The limitations of AI in drug discovery are still numerous. One challenge is with the data itself, namely its scale, diversity, and uncertainty1. Designing a model to handle all the different factors that go into drug discovery and drug function is an obstacle itself, but the data collected has also undergone different experimental parameters and has been recorded in different formats and databases4,5. Standardizing may be necessary for use in AI but would be a long and tedious task. When there is a lack of information available, deep-learning and AI have been known to struggle with debugging and smaller data sets6. Meta-learning, a method that aims to develop models that can adapt to new tasks or problems, has been promising to solve problems when there is limited information given6. AI has also been criticized for its high computational cost, especially when it uses deep learning methods5,6. One of the biggest limitations to AI is the uncertainty in the answers it provides. Some models can return the correct answers to certain problems but without the correct logic behind them, which has become a concern6. Additionally, protein structure databases and information about drug interactions will need to be investigated further before AI models can be used to their best ability. Some methods for monitoring and explaining the decisions that AI models make will need to be developed and put into place.  
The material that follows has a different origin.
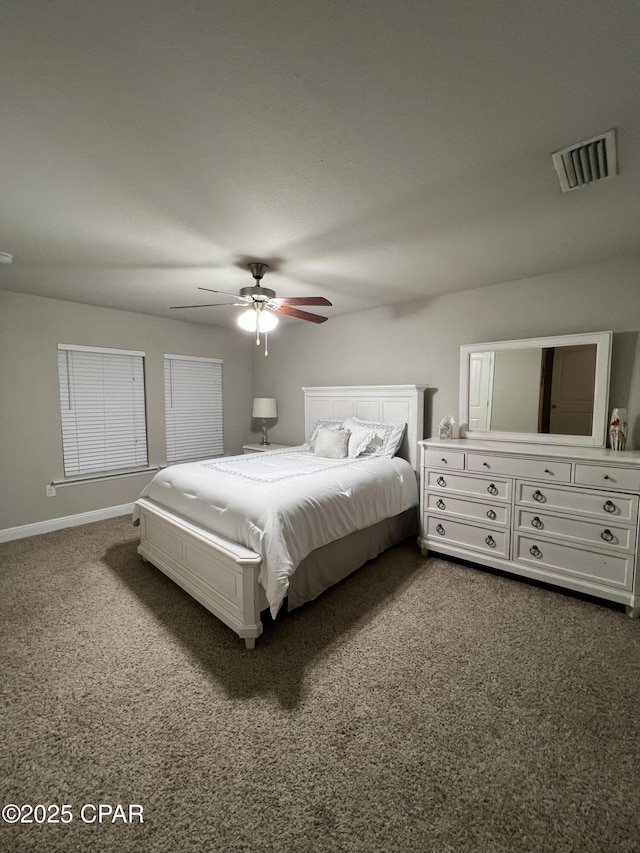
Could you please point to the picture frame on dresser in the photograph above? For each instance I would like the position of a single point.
(547, 390)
AI can have impacts in many fields, including finance, entertainment, and healthcare5. In the field of drug discovery, which is inefficient, time-consuming, and costly, AI can have many impacts, allowing us to discover drug molecules faster with the desired properties at less cost, including a decreased cost of life by reducing the need for more living subjects. It can help reduce human error and give us more insight into the properties of drug designs, hopefully allowing us to achieve treatments for complex diseases such as cancer or Alzheimer’s much sooner. 

References:

  1. Paul D, Sanap G, Shenoy S, Kalyane D, Kalia K, Tekade RK. Artificial intelligence in drug discovery and development. Drug Discovery Today [Internet]. 2020 Oct;26(1). Available from: https://www.ncbi.nlm.nih.gov/pmc/articles/PMC7577280/ 
  1. Walters WP, Barzilay R. Critical assessment of AI in drug discovery. Expert Opinion on Drug Discovery. 2021 Apr 19;16(9):1–11. 
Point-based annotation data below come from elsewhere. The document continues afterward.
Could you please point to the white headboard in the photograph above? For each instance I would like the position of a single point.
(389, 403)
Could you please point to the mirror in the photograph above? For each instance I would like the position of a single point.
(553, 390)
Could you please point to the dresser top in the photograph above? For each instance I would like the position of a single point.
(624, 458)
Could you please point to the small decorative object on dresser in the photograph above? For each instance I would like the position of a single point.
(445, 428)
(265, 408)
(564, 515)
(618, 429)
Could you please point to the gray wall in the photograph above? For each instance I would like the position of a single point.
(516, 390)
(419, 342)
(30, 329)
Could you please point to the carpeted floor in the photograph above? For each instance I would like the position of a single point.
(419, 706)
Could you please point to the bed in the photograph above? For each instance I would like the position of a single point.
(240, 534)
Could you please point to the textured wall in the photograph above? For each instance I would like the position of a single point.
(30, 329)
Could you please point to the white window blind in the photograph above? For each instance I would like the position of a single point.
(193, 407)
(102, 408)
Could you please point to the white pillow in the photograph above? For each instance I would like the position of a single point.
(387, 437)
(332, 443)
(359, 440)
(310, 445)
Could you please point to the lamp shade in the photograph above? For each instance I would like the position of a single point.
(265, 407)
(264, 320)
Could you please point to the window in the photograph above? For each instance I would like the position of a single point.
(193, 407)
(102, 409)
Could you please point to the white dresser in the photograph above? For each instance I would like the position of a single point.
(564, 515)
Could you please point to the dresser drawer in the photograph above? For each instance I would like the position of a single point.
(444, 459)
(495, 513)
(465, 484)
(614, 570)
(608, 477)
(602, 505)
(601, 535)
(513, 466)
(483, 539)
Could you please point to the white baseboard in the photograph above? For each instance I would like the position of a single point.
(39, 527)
  1. Chan HCS, Shan H, Dahoun T, Vogel H, Yuan S. Advancing Drug Discovery via Artificial Intelligence. Trends in Pharmacological Sciences. 2019 Aug;40(8):592–604. 
  1. David L, Thakkar A, Mercado R, Engkvist O. Molecular representations in AI-driven drug discovery: a review and practical guide. Journal of Cheminformatics. 2020 Sep 17;12(1). 
  1. Bijral RK, Singh I, Manhas J, Sharma V. Exploring Artificial Intelligence in Drug Discovery: A Comprehensive Review. Archives of Computational Methods in Engineering. 2021 Oct 12;29(4):2513–29. 
  1. Jiménez-Luna J, Grisoni F, Weskamp N, Schneider G. Artificial intelligence in drug discovery: recent advances and future perspectives. Expert Opinion on Drug Discovery. 2021 Apr 2;16(9):1–11.